# one fan with two remotes?



## vinny186 (Feb 2, 2017)

Can I control one ceiling fan with two remotes?

I'd like to have one by my bed and one on the wall.


----------



## nealtw (Feb 2, 2017)

vinny186 said:


> Can I control one ceiling fan with two remotes?
> 
> I'd like to have one by my bed and one on the wall.
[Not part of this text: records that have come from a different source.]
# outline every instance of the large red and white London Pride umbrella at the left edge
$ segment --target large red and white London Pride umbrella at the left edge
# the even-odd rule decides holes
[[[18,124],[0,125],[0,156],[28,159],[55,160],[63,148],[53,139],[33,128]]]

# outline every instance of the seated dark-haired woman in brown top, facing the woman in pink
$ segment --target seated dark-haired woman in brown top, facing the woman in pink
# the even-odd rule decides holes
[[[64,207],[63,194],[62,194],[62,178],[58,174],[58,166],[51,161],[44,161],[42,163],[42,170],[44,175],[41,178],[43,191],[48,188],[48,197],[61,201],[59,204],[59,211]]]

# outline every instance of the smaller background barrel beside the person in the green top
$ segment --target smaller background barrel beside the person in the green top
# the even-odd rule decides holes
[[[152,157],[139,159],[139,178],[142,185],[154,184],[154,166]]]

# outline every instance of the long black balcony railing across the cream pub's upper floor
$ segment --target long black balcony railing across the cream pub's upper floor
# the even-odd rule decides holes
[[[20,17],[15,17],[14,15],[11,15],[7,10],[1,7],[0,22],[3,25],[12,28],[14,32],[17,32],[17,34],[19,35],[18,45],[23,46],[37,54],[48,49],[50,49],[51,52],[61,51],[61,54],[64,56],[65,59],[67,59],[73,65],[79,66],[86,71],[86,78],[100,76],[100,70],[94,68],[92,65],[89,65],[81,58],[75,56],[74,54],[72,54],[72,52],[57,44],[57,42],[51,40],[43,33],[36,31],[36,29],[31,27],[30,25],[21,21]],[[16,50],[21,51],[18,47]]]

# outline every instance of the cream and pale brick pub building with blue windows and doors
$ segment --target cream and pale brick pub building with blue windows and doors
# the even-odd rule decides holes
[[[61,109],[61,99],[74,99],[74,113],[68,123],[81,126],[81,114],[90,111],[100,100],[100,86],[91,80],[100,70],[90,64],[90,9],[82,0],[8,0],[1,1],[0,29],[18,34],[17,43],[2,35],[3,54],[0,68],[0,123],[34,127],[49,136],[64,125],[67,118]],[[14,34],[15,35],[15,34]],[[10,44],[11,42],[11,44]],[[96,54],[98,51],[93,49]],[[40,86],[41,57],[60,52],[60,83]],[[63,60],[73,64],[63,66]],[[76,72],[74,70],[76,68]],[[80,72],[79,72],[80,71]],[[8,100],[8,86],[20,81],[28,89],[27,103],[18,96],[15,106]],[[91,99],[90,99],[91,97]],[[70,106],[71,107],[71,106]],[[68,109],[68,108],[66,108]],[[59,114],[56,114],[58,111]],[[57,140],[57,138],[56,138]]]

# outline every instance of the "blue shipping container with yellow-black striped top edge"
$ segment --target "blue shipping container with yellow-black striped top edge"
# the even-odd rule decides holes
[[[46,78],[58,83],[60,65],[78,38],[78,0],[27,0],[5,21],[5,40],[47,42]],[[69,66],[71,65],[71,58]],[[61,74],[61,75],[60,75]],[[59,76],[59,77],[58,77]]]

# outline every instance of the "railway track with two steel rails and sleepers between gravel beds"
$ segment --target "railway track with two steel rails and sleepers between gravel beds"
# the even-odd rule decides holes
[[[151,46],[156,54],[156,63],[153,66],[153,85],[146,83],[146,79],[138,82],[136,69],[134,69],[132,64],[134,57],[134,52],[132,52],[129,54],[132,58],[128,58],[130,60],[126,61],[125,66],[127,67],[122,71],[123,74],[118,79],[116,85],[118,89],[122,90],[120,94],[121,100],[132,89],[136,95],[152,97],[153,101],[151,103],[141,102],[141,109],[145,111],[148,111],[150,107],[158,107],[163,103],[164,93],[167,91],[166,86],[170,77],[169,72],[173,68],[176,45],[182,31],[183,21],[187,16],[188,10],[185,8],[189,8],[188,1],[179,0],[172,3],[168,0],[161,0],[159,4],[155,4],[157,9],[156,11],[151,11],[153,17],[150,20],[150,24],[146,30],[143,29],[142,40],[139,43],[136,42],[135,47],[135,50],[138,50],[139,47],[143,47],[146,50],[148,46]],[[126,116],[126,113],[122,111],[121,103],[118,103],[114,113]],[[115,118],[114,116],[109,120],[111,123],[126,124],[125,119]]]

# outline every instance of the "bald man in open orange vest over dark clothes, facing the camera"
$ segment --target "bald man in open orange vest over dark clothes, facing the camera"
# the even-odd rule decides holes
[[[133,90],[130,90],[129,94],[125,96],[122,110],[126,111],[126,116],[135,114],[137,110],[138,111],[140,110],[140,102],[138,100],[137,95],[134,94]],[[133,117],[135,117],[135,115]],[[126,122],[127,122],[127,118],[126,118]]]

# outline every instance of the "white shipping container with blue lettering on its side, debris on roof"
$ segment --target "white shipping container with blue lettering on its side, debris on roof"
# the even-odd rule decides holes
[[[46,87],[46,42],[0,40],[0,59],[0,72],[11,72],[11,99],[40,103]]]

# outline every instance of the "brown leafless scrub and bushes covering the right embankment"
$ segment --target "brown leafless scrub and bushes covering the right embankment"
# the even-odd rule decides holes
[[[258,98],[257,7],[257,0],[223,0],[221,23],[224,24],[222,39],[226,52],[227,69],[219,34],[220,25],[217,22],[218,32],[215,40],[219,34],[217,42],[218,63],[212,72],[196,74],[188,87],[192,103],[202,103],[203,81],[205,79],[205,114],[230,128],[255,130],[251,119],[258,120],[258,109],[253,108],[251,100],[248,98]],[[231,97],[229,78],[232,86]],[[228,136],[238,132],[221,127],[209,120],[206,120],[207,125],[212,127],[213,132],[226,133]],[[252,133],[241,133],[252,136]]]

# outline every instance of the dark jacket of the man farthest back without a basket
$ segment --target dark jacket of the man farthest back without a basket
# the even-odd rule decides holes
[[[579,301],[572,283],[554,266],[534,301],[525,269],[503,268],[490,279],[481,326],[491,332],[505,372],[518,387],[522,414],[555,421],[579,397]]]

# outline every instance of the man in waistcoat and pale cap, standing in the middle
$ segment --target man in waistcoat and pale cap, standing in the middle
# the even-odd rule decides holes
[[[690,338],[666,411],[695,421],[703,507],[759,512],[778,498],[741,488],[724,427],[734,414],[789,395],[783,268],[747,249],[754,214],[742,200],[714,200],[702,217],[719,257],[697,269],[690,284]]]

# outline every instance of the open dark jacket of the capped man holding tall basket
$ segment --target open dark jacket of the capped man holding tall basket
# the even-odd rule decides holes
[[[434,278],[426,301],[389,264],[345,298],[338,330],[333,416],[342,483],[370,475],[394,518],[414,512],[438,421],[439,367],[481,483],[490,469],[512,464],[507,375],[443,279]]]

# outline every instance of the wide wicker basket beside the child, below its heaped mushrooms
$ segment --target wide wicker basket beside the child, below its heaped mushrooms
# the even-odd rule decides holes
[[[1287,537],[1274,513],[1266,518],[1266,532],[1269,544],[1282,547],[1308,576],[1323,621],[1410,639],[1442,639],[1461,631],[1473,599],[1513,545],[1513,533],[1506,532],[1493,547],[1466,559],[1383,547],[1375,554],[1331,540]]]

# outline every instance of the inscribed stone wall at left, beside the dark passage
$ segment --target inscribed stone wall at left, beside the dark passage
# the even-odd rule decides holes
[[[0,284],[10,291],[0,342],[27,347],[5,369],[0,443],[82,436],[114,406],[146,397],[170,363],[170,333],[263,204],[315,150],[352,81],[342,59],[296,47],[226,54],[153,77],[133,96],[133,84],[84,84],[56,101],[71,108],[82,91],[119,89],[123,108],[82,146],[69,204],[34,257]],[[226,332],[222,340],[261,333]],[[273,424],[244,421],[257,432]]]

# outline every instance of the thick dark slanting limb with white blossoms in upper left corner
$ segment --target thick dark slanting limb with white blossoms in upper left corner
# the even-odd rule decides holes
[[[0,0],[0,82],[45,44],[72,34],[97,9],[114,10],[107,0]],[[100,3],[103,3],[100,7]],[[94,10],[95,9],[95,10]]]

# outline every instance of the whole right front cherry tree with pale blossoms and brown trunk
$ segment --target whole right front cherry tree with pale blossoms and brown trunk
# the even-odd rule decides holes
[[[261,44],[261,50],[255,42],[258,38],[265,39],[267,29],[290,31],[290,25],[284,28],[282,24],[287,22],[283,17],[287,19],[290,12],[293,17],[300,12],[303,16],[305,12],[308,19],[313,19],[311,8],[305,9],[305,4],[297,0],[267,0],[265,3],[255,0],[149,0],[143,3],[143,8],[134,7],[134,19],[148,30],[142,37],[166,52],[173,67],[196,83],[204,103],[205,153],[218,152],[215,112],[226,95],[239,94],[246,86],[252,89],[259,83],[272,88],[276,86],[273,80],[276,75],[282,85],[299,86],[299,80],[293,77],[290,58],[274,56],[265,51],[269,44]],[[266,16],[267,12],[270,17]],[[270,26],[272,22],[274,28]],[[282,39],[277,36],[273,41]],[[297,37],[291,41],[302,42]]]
It can be done, they discuss programming here.
http://www.hunterfan.com/getattachm...c29c392ecc/MultiplePlatformRemotesEnglish.pdf


----------



## Snoonyb (Feb 2, 2017)

HD and Lowe's both sell fans, programable switches and remotes in a configuration that will fill your needs.


----------



## vinny186 (Feb 5, 2017)

Here are the instructions from the Hunter site for operating one fan with two remotes.
"If you want to install one fan operating on multiple remote controls, simply follow the instructions in your Owner&#8217;s
Manuals, including the remote control pairing instructions. Each remote must be paired within 3 minutes of restoring
power to your fan."

I've never seen "remote pairing" instructions with any fan remote - of course I've never actually read the instructions. Other than making the setting the same on both remotes and the receiver, is there anything else required to pair? And I don't see how getting power to the fan within 3 minutes would make a difference.


----------



## Snoonyb (Feb 5, 2017)

The three min. is sufficient time to "pair" the remotes, beyond which there is a lockout that prevents other wifi and RF devices from influencing the operation.


----------



## vinny186 (Feb 24, 2017)

It was much easier than I thought it would be. I bought another remote and set all the dip switches to match one another and now both remotes control the fan.


----------